Elles gouvernaient, avaient des revenus, étaient politisées ou tombaient enceintes... Au Moyen Âge, les nonnes avaient une vie bien différente que ce que l’on imagine.
Illustration: Marco Heer

La religieuse du Moyen Âge, une femme forte

Lorsque l’on évoque les nonnes du Moyen Âge, on pense à des femmes retirées dans un couvent et se consacrant entièrement à leur foi. Mais le passé nous montre une tout autre image.

Andrej Abplanalp

Andrej Abplanalp

Historien et chef de la communication du Musée national suisse.

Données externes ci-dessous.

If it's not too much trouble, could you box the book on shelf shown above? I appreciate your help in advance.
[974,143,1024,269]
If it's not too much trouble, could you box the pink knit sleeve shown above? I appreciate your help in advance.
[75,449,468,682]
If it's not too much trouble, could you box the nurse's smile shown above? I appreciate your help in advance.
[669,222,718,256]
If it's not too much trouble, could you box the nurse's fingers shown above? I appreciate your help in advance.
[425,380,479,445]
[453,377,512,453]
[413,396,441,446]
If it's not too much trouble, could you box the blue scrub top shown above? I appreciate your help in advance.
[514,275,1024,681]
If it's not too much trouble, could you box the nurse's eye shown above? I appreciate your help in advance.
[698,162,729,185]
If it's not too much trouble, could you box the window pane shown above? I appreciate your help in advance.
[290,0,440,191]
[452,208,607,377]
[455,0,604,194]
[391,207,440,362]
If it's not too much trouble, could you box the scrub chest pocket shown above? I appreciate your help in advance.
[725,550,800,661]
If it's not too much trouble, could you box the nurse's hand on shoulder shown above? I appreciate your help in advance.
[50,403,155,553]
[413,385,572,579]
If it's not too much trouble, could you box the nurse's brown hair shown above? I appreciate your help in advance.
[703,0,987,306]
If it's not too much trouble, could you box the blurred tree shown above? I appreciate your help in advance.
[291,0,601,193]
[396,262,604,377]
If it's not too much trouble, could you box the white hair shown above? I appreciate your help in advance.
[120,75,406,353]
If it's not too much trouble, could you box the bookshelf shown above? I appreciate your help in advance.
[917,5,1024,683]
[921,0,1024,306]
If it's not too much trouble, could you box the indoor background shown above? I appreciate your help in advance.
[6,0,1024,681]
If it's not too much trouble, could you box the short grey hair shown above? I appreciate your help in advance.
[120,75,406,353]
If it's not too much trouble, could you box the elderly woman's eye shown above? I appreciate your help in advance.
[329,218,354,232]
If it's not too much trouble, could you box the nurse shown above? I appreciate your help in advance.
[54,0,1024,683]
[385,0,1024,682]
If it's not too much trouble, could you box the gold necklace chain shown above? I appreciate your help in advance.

Les couvents sont le fruit d’une longue tradition. Déjà au Ve siècle, les femmes avaient formé de premières communautés religieuses qui vivaient ensemble. Outre les convictions religieuses, les motifs qui leur faisaient embrasser cette voie étaient des plus divers : désir de spiritualité, fuite devant un mariage forcé, espoir d’acquérir de l’instruction, mise à l’écart, pour des raisons politiques ou économiques, par leur propre famille. Néanmoins, penser que ces femmes menaient une vie retirée à l’abri des hauts murs de leur couvent, c’est se tromper lourdement. Les religieuses s’intéressaient à la vie séculière et à ses affaires et nombre d’entre elles possédèrent un grand pouvoir politique.

Elisabeth von Wetzikon en est le parfait exemple. Abbesse du Fraumünster de Zurich et princesse d’Empire, elle tenait en ses mains pouvoir religieux et séculier. Elisabeth von Wetzikon (1235 – 1298) fait ainsi partie des personnalités qui ont marqué la région de Zurich au XIIIe siècle. Elle dirigeait non seulement le couvent, mais aussi toute la ville. Elle était juge suprême, désignait le bourgmestre et avait le droit tant de battre monnaie que de prélever des droits de péage. Autant dire qu’à son époque, elle était incontournable.

Acte de remise de l’abbaye du Fraumünster à la ville de Zurich, le 8 décembre 1524.
Archives de la ville de Zurich

ABBESSE, PUIS ÉPOUSE ET MÈRE

Un peu plus de deux cents ans plus tard, cette époque était révolue. La Réforme divisait la société et le couvent du Fraumünster de Zurich était pris en étau entre les partis. Les destinées de la communauté reposaient entre les mains de Katharina von Zimmern. Élue abbesse en 1496, celle-ci dirigea le couvent pendant 28 ans avant de remettre l’abbaye à la ville en 1524 pour éviter des affrontements. Cette démarche eut des répercussions d’ordre personnel. Katharina von Zimmern reçut une forte indemnisation puis épousa, un an plus tard, un chef de mercenaires du nom de Eberhard von Reischach, dont elle eut deux enfants. S’il est assez inhabituel qu’une ancienne abbesse épouse un soldat et mette au monde des enfants, le fait qu’elle engendre une fille pendant qu’elle officiait à l’abbaye l’est encore plus à nos yeux. Or tel fut le destin de Katharina von Zimmern. Des historiennes ont récemment découvert des sources qui l’attestaient, même si l’histoire ne dit pas qui était le père de l’enfant illégitime.

Ces deux exemples montrent que les religieuses du Moyen Âge étaient bien loin d’être des femmes vivant dans l’ascétisme et la chasteté, pour qui seul existait le monde protégé par l’enceinte de leur couvent. Elles menaient au contraire une vie d’aventures et de dangers, qui n’avait rien de monotone.